The two biggest were April Sound and Walden on Lake Conroe and much of the promotions centered on sports. At April Sound, the golf pro was former PGA champion Dave Marr (who designed the course and owned a townhome on site) while the tennis facility was led by two of the sport’s all-time greats, Australians Roy Emerson and Rod Laver.
Walden, not to be outdone, had its golf course designed by Aussie Bruce Devlin and it is still regarded as one of the top 20 courses in the state.
But Walden added a second component to its portfolio – show business because its general manager (the late Merv Siegel) used to manage musical groups like the Fifth Dimension. He used his connections to bring performers to a cabaret setting in the Walden clubhouse (including comedian Jack Carter, saxophonist Boots Randolph and singer Lou Rawls).
In June, 1977, Merv pulled off the biggest coup of all. He had Walden host the first Jack Benny Memorial Tennis Tournament to benefit Juvenile Diabetes. On the star-studded roster were the likes of Dan Rowan, George Peppard, Robert Stack, Mike Connors, Dick Van Patten, Dina Merrill and a young actress whose parents (Jim and Pauline) and sister (Diane Walls) lived on the local property.
The invitations went out months, perhaps as long as a year before, so no one knew what to expect. When the event came around on the calendar, Farrah was already a superstar. Yet the event was being held in a facility unaccustomed to superstars. The place was only expected to hold 500 fans yet 5,000 tickets were sold to see Farrah play tennis (which she did fairly well).
She needed a five-man (as in BIG, LARGE men) police escort everywhere she went and the Saturday night banquet required an outdoor tent twice the original size to hold the throng. It was a sight to see and I was there to see it all. In fact, I had the honor to play in a doubles match (with TV sports anchor Ron Franklin) against her and an amateur partner. The round-robin format allowed for one set matches (which I lost because I had no business out there in my jeans and horrible backhand). Still it was the thrill of a lifetime.
However, it was not THAT I remember. On Sunday, toward the end of the event, Siegel granted my long-standing request and I had a five-minute one-on-one interview with the hottest woman on the planet.
The professional journalist I pretended to be was AWOL that afternoon. The awe-struck male, sitting in front of Charlie’s favorite angel (in my book at least), could barely mumble intelligent questions. She didn’t seem to mind; I believe she had seen it and heard it before.

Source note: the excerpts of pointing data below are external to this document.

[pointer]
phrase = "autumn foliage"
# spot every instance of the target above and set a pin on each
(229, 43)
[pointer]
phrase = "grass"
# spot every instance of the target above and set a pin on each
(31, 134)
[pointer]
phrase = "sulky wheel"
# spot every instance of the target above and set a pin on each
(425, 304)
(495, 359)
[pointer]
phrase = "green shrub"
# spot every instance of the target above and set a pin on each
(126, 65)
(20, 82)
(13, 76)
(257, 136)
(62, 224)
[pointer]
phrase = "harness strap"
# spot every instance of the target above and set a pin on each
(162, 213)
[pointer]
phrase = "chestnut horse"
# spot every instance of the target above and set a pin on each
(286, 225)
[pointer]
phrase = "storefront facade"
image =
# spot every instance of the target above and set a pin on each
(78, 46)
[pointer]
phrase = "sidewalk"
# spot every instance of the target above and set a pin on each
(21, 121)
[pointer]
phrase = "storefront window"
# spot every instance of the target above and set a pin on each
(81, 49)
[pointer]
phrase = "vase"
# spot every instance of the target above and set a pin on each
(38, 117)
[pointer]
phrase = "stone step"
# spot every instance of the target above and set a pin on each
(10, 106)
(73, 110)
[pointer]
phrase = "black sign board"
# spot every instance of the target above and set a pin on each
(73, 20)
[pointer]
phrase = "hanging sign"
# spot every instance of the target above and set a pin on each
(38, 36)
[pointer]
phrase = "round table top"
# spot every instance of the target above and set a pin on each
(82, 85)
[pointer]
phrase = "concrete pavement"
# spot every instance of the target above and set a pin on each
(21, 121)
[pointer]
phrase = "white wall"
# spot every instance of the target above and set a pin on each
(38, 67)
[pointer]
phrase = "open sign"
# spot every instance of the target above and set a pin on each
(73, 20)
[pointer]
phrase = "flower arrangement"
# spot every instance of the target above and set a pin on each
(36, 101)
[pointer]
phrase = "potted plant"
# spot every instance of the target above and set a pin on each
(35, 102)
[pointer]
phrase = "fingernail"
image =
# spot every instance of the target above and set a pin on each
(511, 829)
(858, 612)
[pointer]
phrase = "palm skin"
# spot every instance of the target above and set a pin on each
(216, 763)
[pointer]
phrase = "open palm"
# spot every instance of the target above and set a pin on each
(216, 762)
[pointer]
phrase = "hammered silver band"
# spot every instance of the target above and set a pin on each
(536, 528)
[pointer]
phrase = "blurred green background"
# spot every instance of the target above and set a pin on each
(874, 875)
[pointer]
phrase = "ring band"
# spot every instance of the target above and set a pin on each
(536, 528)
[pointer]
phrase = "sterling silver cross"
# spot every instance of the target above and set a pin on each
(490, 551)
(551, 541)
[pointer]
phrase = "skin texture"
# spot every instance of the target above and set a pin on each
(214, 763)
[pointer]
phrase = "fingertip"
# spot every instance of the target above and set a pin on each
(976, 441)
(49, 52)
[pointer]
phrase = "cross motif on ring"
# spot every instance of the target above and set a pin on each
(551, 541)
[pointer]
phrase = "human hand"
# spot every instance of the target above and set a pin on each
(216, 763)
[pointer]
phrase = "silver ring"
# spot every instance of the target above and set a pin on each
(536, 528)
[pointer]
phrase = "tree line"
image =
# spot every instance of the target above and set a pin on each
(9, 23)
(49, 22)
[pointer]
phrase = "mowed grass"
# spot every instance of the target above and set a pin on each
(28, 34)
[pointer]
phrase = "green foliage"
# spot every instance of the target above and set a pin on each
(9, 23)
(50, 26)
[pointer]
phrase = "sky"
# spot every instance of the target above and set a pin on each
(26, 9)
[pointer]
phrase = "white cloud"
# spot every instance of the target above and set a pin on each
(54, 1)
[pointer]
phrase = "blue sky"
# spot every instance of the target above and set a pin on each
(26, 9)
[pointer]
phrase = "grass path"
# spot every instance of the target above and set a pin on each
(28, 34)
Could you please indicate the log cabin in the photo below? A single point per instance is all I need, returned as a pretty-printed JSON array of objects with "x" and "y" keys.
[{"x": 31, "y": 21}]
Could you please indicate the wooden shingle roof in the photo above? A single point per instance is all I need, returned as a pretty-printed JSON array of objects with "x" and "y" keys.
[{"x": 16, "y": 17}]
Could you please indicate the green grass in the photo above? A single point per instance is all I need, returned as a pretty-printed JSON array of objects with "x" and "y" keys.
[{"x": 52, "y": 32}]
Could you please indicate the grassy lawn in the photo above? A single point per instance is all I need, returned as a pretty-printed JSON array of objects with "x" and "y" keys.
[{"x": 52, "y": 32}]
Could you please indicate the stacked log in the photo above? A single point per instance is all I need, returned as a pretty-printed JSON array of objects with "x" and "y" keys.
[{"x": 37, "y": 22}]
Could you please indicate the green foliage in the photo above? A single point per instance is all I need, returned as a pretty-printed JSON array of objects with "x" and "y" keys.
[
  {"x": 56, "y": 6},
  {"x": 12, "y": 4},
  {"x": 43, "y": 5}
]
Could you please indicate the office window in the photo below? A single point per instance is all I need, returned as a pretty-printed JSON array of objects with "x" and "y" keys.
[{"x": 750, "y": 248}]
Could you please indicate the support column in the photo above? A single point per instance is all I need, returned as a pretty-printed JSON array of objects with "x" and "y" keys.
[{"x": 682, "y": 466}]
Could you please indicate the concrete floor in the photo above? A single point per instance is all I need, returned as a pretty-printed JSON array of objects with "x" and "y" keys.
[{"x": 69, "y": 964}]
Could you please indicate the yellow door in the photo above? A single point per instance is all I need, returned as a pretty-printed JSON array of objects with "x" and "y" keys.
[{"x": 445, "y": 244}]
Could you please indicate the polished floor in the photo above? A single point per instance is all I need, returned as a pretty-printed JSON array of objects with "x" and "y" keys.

This is what I remember: her teeth. Farrah Fawcett, along with striking blonde hair, an athletic body and bubbly personality, had the whitest teeth I had EVER seen (before or since). They radiated and when she smiled, it was like a Halogen lamp at full blast. They were beautiful and she was beautiful; it is a tragedy that an insidious disease like cancer literally destroyed her beauty from within.
On the wall of my back room, where I have my Hall of Fame baseball collection and signed photos of Drew Pearson, Willie Nelson and others, hangs an autographed picture of Farrah at a Bill Cosby charity tennis event in Los Angeles the month before she appeared at Walden. It is the only print and I showed to it her to sign.
“Wow! Where did you get that?” she asked, and I explained the picture’s background. She seemed intrigued and genuinely moved.
“You aren’t going to sell this, are you?” she inquired.
“Are you kidding?” I said. “I’ll take this to my grave.”
Sadly, she has gone first. So when I return home from my vacation, I will find that photo, put it in a proper place in the foyer, light a candle in mourning and say a little prayer for one of the brightest stars (and teeth) in the Texas sky.